The contract also offered up use of the athletic department’s video crew and play-by-play announcer to stream on Rice’s YouTube page the Lobos’ Dec. 15 game against NAIA opponent Our Lady of the Lake and the Dec. 17 game against Division III LeTourneau.
How interested in those streams were Lobo fans – who hadn’t had much of a glimpse of their team since last March due to pandemic restrictions?
If you sort by “most popular” videos in the seven-year history of the Rice Athletics YouTube page, the 10th most watched video is the Our Lady of the Lake game with 12,000 views. The 13th most watched video is the LeTourneau game (7,800 views). Maybe more impressive is that those week-old videos are the only two that haven’t been online at least a year.

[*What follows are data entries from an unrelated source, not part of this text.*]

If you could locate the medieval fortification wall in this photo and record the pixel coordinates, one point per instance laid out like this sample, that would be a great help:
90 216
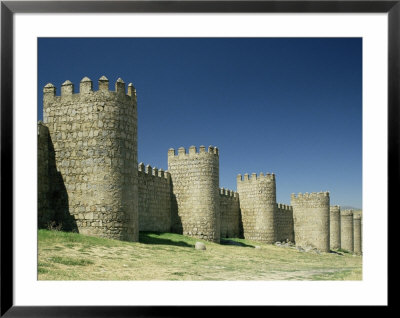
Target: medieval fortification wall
347 230
334 227
94 135
258 206
311 220
90 182
230 213
195 186
154 199
284 223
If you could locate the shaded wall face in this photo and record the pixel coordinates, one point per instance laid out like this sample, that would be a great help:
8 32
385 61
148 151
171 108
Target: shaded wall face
335 227
230 218
284 223
195 187
357 235
258 205
154 201
311 221
45 213
94 135
347 242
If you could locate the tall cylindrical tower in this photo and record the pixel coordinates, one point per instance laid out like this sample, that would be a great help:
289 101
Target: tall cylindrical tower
94 135
335 227
311 220
357 234
258 206
346 234
195 188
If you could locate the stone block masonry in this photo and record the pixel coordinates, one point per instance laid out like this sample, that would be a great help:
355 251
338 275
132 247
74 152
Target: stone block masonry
90 182
357 233
154 199
346 233
258 206
230 213
45 213
195 188
335 227
284 222
311 220
94 135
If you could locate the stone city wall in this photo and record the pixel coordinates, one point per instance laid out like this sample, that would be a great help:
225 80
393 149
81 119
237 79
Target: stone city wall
195 187
357 233
230 213
258 205
346 233
335 227
94 135
45 214
311 220
154 199
284 222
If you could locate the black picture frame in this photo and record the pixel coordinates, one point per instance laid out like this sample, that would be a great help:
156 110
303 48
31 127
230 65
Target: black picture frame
8 8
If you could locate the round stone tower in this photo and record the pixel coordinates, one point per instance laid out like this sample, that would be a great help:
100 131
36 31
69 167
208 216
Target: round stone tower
311 220
258 206
357 233
195 188
335 227
346 234
94 135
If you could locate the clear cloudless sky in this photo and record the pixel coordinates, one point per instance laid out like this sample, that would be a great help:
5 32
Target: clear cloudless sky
291 106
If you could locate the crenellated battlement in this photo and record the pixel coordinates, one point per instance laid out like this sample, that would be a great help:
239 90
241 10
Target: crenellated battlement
357 216
86 88
347 212
310 196
193 151
284 207
254 177
153 171
228 193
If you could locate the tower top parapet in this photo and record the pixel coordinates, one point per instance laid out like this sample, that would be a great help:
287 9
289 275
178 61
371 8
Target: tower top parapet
254 177
86 88
193 151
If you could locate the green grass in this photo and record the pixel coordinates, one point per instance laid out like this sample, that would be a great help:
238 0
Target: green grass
168 256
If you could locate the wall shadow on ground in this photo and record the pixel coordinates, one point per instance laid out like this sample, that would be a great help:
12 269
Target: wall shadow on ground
152 238
234 243
54 212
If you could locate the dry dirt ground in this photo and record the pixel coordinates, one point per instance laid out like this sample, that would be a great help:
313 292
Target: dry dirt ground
166 256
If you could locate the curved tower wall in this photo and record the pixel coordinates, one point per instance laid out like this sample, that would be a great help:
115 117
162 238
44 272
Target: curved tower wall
230 213
311 220
346 224
195 188
258 206
335 227
357 234
94 134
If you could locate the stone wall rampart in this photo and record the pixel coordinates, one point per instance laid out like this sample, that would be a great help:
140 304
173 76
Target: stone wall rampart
230 213
154 199
357 233
311 220
195 188
334 221
284 222
258 206
347 230
94 135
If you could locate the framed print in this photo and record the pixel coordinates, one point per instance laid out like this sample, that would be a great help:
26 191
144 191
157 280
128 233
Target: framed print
108 208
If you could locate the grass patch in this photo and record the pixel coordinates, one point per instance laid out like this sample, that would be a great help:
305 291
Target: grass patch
71 261
169 256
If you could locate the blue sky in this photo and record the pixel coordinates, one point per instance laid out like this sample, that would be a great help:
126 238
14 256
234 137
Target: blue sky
292 106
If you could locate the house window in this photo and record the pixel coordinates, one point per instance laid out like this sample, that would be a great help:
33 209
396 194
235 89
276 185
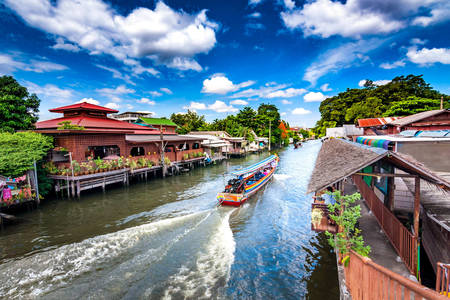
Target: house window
184 146
102 151
137 151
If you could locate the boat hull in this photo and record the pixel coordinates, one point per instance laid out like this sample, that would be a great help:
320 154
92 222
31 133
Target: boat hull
229 199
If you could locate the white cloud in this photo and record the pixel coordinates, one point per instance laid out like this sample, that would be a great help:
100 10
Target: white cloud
314 97
119 90
117 74
50 91
395 64
155 93
417 41
220 84
11 63
325 87
196 106
166 90
255 15
89 100
61 45
326 18
287 93
163 34
239 102
112 105
146 101
300 111
220 107
289 4
427 56
376 82
339 58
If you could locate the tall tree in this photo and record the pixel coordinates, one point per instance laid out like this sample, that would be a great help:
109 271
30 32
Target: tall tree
18 109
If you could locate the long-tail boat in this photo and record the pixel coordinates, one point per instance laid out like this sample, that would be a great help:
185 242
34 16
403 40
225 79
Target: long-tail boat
248 181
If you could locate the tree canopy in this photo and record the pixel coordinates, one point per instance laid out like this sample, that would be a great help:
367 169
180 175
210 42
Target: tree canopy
19 150
18 109
404 95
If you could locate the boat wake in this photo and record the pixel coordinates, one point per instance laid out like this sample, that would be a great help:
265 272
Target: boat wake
185 256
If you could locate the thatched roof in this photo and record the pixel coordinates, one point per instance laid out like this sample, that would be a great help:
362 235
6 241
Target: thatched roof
339 159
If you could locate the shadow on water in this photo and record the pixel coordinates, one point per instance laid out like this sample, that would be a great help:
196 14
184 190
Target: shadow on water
167 239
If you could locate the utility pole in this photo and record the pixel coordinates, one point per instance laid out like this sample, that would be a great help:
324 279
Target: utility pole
163 163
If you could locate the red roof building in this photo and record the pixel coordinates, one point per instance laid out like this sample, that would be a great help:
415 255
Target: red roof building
101 136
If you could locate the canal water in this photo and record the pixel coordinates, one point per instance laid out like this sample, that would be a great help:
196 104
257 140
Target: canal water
166 239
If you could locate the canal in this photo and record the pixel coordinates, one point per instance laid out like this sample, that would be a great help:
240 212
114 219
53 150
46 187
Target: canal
166 239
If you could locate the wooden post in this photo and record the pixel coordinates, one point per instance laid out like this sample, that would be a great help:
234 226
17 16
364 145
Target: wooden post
416 206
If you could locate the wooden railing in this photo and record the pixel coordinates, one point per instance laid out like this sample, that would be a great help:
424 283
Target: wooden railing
367 280
404 242
443 279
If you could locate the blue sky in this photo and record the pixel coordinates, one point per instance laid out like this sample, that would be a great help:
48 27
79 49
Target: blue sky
216 56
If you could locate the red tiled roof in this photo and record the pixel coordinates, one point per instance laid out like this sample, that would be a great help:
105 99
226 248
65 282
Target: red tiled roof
374 122
83 106
97 124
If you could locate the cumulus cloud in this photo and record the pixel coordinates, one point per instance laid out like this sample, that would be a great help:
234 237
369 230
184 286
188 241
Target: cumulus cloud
61 45
112 105
50 92
427 56
325 87
168 36
287 93
354 18
10 63
89 100
166 90
339 58
220 84
395 64
300 111
239 102
146 101
314 97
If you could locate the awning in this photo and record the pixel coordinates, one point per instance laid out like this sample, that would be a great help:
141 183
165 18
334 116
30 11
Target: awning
379 143
255 167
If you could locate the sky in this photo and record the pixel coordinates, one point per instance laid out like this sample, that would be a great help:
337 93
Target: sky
215 56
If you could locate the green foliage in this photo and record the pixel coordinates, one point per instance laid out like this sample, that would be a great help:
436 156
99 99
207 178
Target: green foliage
18 109
413 105
188 122
19 150
67 125
346 216
374 101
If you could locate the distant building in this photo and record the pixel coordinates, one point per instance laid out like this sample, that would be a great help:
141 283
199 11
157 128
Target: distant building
130 116
166 125
103 136
428 120
347 131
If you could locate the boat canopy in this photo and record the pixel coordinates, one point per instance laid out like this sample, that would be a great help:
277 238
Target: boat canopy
255 167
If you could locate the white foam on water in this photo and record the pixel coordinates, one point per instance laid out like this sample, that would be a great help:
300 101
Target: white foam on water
38 274
213 265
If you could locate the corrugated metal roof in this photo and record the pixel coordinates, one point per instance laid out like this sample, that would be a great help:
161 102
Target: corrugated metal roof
374 122
417 117
83 106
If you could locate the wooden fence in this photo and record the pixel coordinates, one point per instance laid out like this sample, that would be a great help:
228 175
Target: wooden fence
367 280
404 242
443 279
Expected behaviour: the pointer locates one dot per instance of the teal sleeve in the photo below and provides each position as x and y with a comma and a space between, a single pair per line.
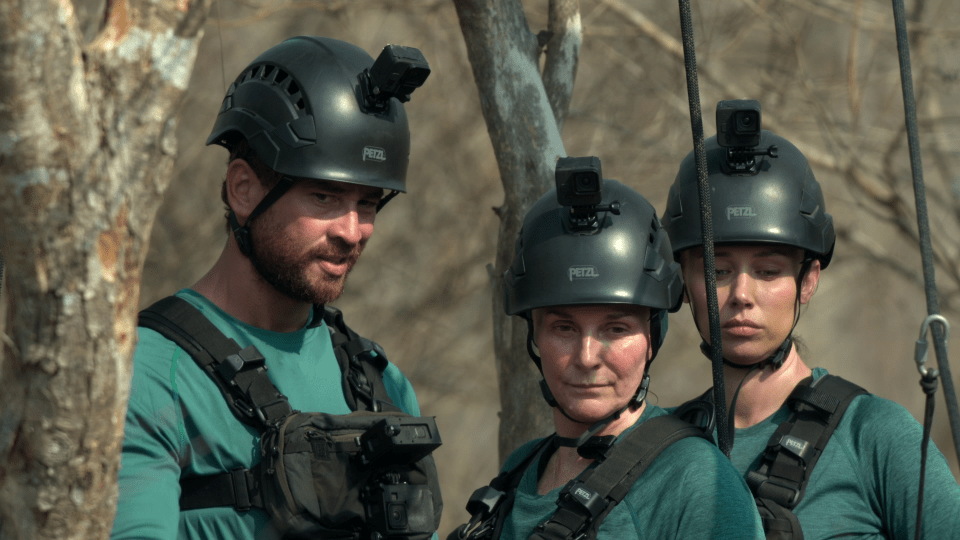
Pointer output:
692, 492
887, 439
149, 490
400, 390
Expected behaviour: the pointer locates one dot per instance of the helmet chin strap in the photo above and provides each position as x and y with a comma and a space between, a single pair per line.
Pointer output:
588, 445
775, 360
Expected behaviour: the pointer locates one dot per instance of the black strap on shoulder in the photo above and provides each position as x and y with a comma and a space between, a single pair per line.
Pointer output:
362, 362
795, 447
241, 375
585, 501
489, 506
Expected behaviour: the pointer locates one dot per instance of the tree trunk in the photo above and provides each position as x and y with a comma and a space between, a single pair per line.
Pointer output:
86, 147
524, 114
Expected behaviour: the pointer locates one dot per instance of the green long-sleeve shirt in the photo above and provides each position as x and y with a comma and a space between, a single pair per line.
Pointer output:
178, 423
865, 484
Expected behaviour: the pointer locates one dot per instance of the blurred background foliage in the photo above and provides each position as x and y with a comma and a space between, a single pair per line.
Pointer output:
825, 72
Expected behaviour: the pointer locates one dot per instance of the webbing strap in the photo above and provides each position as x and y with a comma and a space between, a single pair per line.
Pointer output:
239, 488
584, 502
795, 447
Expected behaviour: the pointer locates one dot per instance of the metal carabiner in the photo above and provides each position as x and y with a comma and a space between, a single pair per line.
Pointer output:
922, 345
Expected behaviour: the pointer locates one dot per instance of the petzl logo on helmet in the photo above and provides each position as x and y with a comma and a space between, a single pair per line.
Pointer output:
372, 153
582, 272
740, 211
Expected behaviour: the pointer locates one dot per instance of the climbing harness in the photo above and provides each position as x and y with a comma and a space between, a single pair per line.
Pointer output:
724, 434
780, 480
928, 381
585, 501
377, 457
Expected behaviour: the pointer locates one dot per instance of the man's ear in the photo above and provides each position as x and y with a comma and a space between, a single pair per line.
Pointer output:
810, 282
244, 190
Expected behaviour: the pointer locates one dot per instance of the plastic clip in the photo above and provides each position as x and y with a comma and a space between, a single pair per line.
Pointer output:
921, 349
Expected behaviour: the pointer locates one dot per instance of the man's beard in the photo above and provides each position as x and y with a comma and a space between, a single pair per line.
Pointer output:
278, 262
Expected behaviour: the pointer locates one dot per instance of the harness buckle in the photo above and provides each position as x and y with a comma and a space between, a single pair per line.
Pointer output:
264, 415
765, 487
577, 494
238, 477
795, 446
920, 353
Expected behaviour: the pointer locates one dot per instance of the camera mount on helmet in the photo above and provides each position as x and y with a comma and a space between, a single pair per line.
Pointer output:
396, 73
738, 130
579, 187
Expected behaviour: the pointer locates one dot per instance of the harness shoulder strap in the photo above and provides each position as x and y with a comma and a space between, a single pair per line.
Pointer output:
489, 506
241, 375
585, 501
795, 447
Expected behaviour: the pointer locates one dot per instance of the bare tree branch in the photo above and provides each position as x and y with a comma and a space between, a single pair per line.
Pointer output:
83, 161
526, 140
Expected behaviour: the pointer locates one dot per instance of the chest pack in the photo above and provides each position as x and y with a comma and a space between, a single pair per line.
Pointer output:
780, 480
585, 501
367, 474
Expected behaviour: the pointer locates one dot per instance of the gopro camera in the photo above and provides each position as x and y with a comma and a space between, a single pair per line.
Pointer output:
397, 72
738, 123
579, 181
397, 510
399, 440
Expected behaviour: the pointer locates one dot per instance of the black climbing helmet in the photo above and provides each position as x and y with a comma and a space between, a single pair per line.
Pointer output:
303, 107
625, 259
781, 204
315, 107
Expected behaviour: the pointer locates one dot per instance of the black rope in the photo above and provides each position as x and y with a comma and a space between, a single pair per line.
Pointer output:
929, 385
923, 222
724, 434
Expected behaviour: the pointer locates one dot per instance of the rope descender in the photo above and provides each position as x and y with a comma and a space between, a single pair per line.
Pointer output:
922, 345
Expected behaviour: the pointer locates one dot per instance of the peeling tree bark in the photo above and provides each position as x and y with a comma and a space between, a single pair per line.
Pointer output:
86, 147
524, 112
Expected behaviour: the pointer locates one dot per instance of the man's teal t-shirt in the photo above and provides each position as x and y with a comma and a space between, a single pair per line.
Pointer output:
690, 492
179, 423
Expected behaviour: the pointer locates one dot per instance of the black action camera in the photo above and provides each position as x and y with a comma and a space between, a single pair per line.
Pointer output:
399, 440
397, 510
579, 181
397, 72
738, 123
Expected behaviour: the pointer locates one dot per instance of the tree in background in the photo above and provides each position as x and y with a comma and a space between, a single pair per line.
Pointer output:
90, 97
524, 111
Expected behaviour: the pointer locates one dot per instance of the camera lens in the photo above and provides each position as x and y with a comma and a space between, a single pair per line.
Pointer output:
746, 122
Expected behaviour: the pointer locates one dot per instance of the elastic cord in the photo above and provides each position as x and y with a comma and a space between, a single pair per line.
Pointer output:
732, 413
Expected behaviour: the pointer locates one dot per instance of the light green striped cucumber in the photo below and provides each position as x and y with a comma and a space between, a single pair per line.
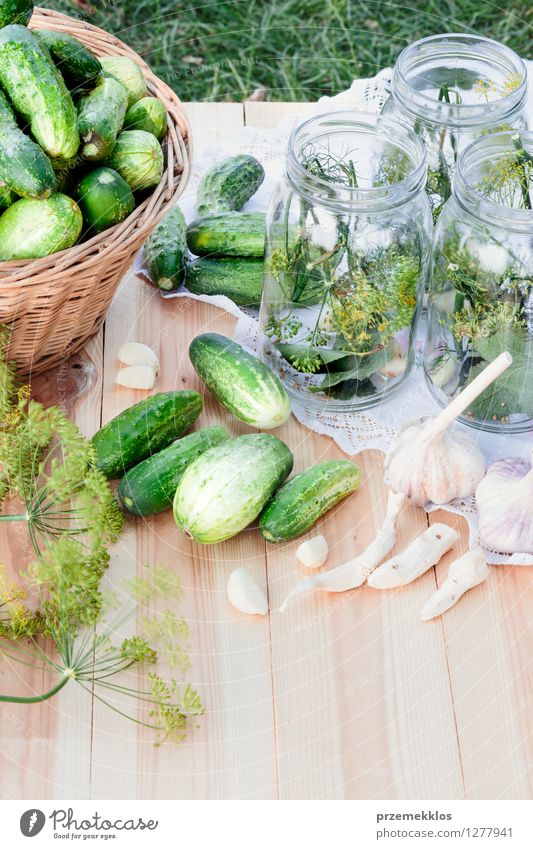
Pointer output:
301, 502
38, 92
149, 487
240, 382
228, 486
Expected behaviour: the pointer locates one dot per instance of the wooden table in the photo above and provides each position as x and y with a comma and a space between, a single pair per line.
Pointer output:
345, 696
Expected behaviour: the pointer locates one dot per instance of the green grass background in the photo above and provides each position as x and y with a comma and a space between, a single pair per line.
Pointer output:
297, 49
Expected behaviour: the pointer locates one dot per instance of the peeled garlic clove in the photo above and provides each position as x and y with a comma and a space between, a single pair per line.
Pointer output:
136, 377
245, 594
505, 502
464, 574
313, 553
420, 555
137, 354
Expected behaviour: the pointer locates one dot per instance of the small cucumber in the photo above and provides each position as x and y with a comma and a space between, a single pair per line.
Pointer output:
301, 502
228, 234
149, 488
227, 487
240, 382
144, 429
241, 280
165, 251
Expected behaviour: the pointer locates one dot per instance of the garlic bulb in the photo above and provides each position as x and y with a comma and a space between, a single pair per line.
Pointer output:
505, 503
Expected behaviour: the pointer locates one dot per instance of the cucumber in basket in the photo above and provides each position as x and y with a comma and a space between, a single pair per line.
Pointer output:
78, 66
38, 92
24, 168
100, 118
228, 234
229, 184
240, 382
144, 429
165, 251
227, 487
301, 502
241, 280
138, 158
149, 487
49, 225
105, 199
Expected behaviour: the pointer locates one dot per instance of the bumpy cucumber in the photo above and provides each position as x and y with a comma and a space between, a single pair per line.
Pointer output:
144, 429
100, 118
240, 382
229, 184
228, 234
241, 280
149, 488
301, 502
165, 251
38, 92
227, 487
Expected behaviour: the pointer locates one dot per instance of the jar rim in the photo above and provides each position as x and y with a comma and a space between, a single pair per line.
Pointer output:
457, 114
319, 190
473, 200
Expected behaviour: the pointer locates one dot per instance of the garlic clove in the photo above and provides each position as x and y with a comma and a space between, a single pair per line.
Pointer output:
136, 377
420, 555
245, 594
313, 553
137, 354
464, 574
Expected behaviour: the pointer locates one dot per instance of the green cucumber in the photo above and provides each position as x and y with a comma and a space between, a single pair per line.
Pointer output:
165, 251
149, 488
241, 280
138, 158
100, 118
105, 199
144, 429
228, 234
24, 168
126, 72
147, 114
15, 12
38, 92
300, 503
78, 66
229, 184
227, 487
49, 225
240, 382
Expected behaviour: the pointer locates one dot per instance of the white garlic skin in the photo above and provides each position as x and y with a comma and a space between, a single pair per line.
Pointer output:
449, 466
505, 503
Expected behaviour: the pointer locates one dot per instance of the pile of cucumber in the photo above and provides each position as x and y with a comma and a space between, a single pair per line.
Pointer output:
221, 252
218, 485
80, 140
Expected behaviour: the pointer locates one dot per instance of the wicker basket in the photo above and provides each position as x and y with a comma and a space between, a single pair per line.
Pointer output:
53, 305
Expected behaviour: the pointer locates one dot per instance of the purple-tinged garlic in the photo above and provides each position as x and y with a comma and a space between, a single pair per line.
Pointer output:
429, 463
505, 504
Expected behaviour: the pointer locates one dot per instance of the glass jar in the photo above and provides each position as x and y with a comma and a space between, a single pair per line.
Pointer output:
481, 291
450, 89
347, 255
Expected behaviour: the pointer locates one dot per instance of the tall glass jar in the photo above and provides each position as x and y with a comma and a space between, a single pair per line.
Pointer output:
450, 89
481, 291
347, 254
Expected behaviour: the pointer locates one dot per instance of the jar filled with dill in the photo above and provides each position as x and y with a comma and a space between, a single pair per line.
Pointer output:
481, 293
451, 89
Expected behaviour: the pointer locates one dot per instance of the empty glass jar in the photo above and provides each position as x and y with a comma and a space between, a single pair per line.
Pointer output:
450, 89
481, 292
347, 254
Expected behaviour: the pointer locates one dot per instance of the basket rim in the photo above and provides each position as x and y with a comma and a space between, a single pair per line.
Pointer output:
176, 147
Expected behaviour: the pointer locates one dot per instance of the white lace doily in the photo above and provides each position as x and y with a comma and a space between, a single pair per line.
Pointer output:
378, 426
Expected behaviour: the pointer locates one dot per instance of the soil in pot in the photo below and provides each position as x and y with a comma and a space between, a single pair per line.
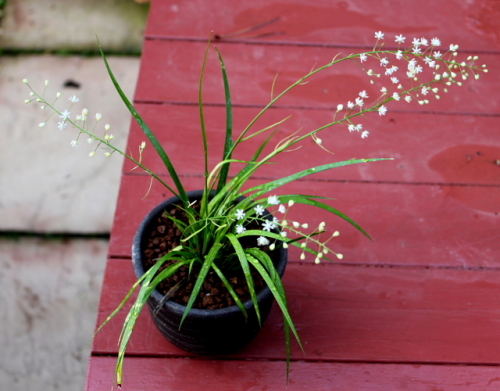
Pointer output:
163, 236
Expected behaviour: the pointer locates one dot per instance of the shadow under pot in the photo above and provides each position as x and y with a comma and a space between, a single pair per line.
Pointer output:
204, 331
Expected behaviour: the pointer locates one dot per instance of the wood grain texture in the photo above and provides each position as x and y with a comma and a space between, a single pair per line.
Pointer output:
473, 24
349, 313
426, 148
410, 224
170, 73
167, 374
416, 309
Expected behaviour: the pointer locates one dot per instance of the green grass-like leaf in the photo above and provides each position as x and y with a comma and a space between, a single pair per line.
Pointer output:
147, 131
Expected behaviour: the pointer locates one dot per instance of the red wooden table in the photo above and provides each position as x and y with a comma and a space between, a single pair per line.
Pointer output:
418, 308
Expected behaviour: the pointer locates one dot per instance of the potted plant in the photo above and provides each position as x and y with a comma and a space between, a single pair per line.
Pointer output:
219, 253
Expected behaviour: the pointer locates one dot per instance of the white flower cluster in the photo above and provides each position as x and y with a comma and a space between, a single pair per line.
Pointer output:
420, 55
270, 224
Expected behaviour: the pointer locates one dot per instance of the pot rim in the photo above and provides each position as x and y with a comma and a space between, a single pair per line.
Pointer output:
177, 308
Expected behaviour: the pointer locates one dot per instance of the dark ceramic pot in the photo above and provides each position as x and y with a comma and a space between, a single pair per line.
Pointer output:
211, 332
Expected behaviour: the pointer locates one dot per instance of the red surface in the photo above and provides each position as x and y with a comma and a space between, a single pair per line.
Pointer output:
162, 374
416, 309
474, 24
173, 76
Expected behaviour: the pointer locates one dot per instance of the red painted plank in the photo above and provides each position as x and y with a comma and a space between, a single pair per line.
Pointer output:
451, 149
353, 313
170, 72
410, 224
474, 24
163, 374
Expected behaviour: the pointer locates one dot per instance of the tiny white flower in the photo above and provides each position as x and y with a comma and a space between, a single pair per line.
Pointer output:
435, 42
240, 229
268, 225
400, 38
65, 115
262, 241
259, 210
273, 200
382, 110
240, 214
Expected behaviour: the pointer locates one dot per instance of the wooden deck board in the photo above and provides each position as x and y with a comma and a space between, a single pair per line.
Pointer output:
168, 374
410, 224
350, 313
171, 74
416, 309
475, 25
463, 150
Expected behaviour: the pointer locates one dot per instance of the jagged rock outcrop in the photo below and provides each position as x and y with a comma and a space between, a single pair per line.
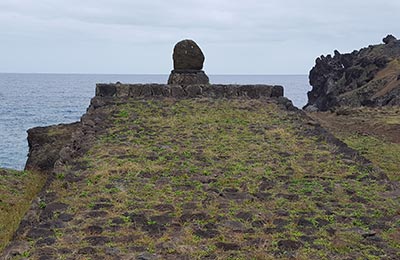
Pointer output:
45, 144
188, 64
368, 77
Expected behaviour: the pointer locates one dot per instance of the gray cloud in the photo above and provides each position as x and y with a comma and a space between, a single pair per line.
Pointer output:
125, 36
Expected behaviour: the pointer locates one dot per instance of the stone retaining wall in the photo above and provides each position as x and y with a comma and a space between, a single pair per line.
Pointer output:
191, 91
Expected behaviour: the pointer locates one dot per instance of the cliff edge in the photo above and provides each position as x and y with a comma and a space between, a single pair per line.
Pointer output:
367, 77
206, 172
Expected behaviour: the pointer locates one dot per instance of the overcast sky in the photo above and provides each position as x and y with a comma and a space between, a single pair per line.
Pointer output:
236, 36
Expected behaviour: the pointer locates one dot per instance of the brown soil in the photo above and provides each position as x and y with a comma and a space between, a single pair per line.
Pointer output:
383, 123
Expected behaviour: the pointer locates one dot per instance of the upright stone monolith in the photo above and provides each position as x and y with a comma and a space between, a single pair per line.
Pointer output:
188, 64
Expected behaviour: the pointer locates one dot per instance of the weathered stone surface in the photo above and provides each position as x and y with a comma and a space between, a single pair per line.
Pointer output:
188, 56
389, 39
188, 78
368, 77
188, 64
45, 144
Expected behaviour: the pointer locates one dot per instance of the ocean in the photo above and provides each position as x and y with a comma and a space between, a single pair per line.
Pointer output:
30, 100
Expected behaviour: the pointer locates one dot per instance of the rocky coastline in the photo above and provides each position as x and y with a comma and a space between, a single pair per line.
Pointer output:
366, 77
193, 170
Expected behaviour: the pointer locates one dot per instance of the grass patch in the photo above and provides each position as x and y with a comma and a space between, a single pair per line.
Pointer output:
386, 155
17, 190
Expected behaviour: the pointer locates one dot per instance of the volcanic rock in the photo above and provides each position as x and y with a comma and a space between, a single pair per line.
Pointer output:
368, 77
188, 56
188, 64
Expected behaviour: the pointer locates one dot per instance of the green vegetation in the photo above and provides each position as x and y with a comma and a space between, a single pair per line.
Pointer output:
382, 153
216, 179
231, 179
17, 190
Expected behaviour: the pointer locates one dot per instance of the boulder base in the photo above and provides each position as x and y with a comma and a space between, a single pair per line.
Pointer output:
188, 78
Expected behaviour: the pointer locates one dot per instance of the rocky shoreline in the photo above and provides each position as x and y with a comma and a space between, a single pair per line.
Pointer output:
192, 170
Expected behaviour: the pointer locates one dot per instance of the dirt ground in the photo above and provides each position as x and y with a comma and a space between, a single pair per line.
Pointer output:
382, 123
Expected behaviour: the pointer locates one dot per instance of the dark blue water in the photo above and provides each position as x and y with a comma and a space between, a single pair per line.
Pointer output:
29, 100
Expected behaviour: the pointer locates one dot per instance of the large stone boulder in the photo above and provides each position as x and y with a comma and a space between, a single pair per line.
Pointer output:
188, 56
188, 64
368, 77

The No. 1 video all-time watched on the Rice YouTube page? A 2016 crawling baby race at halftime of a basketball game with more than 2.7 million views.
‘TWAS THE GAME BEFORE CHRISTMAS: In the 22 seasons of Mountain West basketball, through lean times and good ones for the Lobo men, there seems to be one constant. The game before Christmas seems to be a potential land mine.
UNM is 9-13 in those games and Wednesday’s 37-point loss at Boise State was actually the third loss in the past six seasons of at least 30 points (96-66 to BYU in Hawaii in 2015 and 77-46 at Arizona the following season, both under coach Craig Neal).
There were also major upset losses by undefeated Lobo squads twice under Steve Alford in the game before Christmas. On both occasions, nationally ranked 12-0 Lobo teams were tripped up – in 2009 at Oral Roberts and in 2012 against South Dakota State, a game some remember for Kendall Williams being taken out of the starting lineup due to repeated alarm clock issues, as it was explained later. Those two Lobo teams went on to 30 and 29 wins, respectively.